Raspberry Pi just made a big change to improve security





Raspberry Pi has made a change to the Raspberry Pi OS operating system that removes the default username and password.

Until now, the default username and password for the small computers were “pi” and “raspberry”, respectively, which made setting up a new Pi device easy, but possibly also made the popular Internet-connected devices easier for remote attackers to attack. hack them. techniques such as password spraying.

“Until now, all Raspberry Pi OS installations had a default user called “pi”. This isn’t such a weakness – knowing a valid username doesn’t really help much if someone wants to hack into your system; they should also have your password. know, and you should have some form of remote access enabled in the first place,” explains Simon Long, a senior engineer for Raspberry Pi Trading.

“However, it could potentially make a brute-force attack a little easier, and in response, some countries are now introducing legislation to ban any internet-connected device from having login credentials by default.”

For example, the UK plans to introduce new regulations that will stop makers of Internet of Things (IoT) devices from sending them to consumers with standard usernames and passwords. Britain’s National Cyber ​​Security Center (NCSC) approved the Product Security and Telecommunications Infrastructure (PSTI) Bill as the pandemic has increased people’s reliance on internet-connected devices.

Long says the latest release of Raspberry Pi OS removes the default “pi” username and a new wizard forces the user to create a username on the first boot of a newly flashed Raspberry Pi OS image. But he also notes that not all existing documentation will match the new process.

This is consistent with the way most operating systems work today, and while it can cause a few issues where software (and documentation) assumes the existence of the “pi” user, it feels like a sensible change to to make on this point,” he notes.

It may nevertheless mean a few changes for users when setting up a new Raspberry Pi device, as the wizard process is mandatory for a desktop setup.

“Going through the wizard is no longer optional as a user account is created this way; until you create a user account you will not be able to login to the desktop. So instead of running as an application on the desktop itself, as before , wizard now runs on first boot in a special environment.”

The main difference is that previous users were prompted for a new password.
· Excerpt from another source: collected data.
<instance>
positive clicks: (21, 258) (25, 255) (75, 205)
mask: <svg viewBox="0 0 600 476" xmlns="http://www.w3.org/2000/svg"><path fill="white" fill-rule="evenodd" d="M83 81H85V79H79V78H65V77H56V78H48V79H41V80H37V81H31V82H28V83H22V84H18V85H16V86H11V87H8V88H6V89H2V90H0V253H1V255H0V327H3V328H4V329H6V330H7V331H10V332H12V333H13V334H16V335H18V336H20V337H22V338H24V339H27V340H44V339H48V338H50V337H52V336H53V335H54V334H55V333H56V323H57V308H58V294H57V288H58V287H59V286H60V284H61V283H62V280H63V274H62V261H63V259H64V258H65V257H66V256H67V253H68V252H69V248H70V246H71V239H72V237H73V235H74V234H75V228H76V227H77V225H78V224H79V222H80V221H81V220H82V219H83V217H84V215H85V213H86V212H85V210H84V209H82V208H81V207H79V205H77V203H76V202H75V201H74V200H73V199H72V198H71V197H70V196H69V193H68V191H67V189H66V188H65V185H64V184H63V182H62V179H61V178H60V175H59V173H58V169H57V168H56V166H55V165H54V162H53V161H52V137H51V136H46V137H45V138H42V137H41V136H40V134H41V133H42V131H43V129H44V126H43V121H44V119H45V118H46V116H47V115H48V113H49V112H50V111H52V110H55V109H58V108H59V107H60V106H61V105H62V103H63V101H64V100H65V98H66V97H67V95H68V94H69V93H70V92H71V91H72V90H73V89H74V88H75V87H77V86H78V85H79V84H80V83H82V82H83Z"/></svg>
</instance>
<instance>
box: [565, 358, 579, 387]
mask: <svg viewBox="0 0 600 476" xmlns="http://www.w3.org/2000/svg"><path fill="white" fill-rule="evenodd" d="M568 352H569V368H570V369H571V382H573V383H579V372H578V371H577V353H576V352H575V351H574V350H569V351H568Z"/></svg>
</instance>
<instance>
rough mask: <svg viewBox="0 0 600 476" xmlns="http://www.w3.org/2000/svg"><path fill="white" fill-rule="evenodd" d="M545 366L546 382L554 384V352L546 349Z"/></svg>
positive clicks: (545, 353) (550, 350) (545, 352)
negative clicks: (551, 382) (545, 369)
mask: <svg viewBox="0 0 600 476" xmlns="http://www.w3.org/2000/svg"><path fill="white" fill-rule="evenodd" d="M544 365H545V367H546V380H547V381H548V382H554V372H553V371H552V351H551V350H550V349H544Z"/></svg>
Now users will be prompted for a username and password.

Raspberry Pi still allows users to set the username to “pi” and the password to “raspberry”, but it will warn you that choosing the default settings is unwise.
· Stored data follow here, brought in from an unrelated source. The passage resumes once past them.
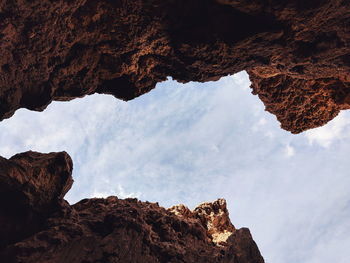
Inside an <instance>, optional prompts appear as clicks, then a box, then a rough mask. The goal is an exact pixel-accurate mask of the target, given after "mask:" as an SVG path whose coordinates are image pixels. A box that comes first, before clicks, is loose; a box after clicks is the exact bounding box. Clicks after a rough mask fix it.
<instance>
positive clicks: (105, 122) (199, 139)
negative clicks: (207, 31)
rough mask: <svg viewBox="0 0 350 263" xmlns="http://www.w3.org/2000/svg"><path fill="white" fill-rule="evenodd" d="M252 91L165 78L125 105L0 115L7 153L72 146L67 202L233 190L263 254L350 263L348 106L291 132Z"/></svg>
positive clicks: (278, 260) (242, 79) (187, 203)
mask: <svg viewBox="0 0 350 263" xmlns="http://www.w3.org/2000/svg"><path fill="white" fill-rule="evenodd" d="M248 87H249V80H248V77H247V75H246V73H240V74H238V75H235V76H230V77H226V78H222V79H221V80H220V81H218V82H211V83H203V84H198V83H188V84H186V85H181V84H177V83H176V82H174V81H170V80H169V81H168V82H164V83H161V84H159V87H158V88H157V89H156V90H154V91H152V92H150V93H148V94H146V95H144V96H142V97H140V98H137V99H135V100H133V101H131V102H128V103H125V102H121V101H118V100H115V99H114V98H113V97H111V96H106V95H99V96H97V95H94V96H89V97H86V98H84V99H78V100H74V101H71V102H68V103H62V102H60V103H58V102H55V103H52V104H51V105H50V106H49V107H48V109H47V110H46V111H44V112H43V113H34V112H29V111H26V110H20V111H18V112H17V113H16V114H15V116H14V117H13V118H11V119H9V120H5V121H3V122H1V123H0V142H1V143H0V155H4V156H6V157H10V156H11V155H13V154H15V153H18V152H22V151H26V150H29V149H32V150H36V151H41V152H49V151H61V150H66V151H67V152H68V153H69V154H70V155H71V156H72V158H73V161H74V171H73V176H74V180H75V183H74V184H73V188H72V190H71V191H70V192H69V193H68V194H67V196H66V197H67V198H68V200H69V201H70V202H71V203H74V202H76V201H78V200H80V199H82V198H88V197H92V196H108V195H117V196H119V197H121V198H123V197H129V196H138V197H140V198H142V199H143V200H149V201H154V202H155V201H158V202H159V203H160V204H161V205H163V206H165V207H169V206H172V205H174V204H177V203H184V204H186V205H188V206H191V207H194V206H195V205H197V204H199V203H201V202H204V201H210V200H215V199H216V198H218V197H225V198H226V199H227V201H228V207H229V211H230V214H231V219H232V221H233V223H234V224H235V225H236V226H237V227H241V226H247V227H249V228H250V229H251V232H252V234H253V236H254V238H255V240H256V242H257V244H258V245H259V248H260V249H261V252H262V254H263V255H264V257H265V260H266V262H287V263H289V262H293V263H294V262H311V263H313V262H316V260H317V262H318V263H325V262H327V263H328V262H329V259H330V258H331V259H332V260H333V261H335V262H349V261H350V258H349V257H350V256H349V253H348V249H347V248H348V247H350V240H349V238H348V237H349V236H350V227H349V223H348V222H349V220H348V218H349V216H350V214H349V212H348V211H349V202H350V193H349V190H348V189H349V187H350V177H349V176H348V170H349V168H348V156H349V151H350V150H349V149H350V148H349V144H350V136H349V131H350V123H349V119H350V118H349V114H348V113H347V112H344V113H342V114H340V115H339V117H338V118H337V119H335V121H333V122H331V123H330V124H329V125H327V126H325V127H322V128H320V129H322V131H319V130H312V131H309V132H306V133H305V134H300V135H292V134H290V133H288V132H285V131H283V130H281V129H280V128H279V123H278V122H277V121H276V118H275V117H274V116H273V115H271V114H269V113H267V112H265V111H264V106H263V105H262V103H261V102H260V101H259V100H258V98H257V97H256V96H252V95H251V94H250V90H249V88H248ZM23 131H25V132H23ZM320 145H321V146H322V147H319V146H320ZM333 146H336V147H333ZM286 157H290V158H286ZM291 157H292V158H291Z"/></svg>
“Some software may require the ‘pi’ user, so we’re not completely authoritative on this. But we’d really recommend choosing something else,” Long says.
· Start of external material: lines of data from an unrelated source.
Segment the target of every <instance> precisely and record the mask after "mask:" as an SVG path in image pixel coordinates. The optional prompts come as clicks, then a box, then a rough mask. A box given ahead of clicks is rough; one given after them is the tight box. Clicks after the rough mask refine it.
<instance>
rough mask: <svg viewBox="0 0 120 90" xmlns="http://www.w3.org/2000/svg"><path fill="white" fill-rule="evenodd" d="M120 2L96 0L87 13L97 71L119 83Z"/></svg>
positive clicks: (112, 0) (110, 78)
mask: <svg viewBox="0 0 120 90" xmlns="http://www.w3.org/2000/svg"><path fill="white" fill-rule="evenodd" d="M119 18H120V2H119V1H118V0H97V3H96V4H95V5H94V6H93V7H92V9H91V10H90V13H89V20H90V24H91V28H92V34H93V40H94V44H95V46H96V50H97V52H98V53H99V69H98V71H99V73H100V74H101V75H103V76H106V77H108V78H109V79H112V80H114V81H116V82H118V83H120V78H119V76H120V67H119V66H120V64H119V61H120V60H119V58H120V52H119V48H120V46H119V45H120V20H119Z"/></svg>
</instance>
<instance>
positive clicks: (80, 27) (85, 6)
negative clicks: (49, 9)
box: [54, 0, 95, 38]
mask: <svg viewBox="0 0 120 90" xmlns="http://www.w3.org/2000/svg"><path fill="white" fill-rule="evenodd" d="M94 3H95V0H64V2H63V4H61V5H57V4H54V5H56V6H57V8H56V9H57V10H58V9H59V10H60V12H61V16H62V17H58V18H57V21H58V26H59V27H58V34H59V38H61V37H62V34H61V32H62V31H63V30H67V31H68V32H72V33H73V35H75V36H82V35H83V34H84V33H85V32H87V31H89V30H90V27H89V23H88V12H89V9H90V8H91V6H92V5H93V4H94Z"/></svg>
Raspberry Pi sales spiked at the start of the pandemic as consumers sought low-cost home computing equipment. But Raspberry Pi is now facing supply constraints due to the global chip shortage. This week, Raspberry Pi chief Even Upton admitted that resellers were out of stock.

“Demand for Raspberry Pi products increased sharply from early 2021, and supply constraints have prevented us from meeting this demand, with the result that we now have significant backlogs for almost all products. In turn, our many resellers have own backlogs, which they fill when they receive stock from us,” said Upton.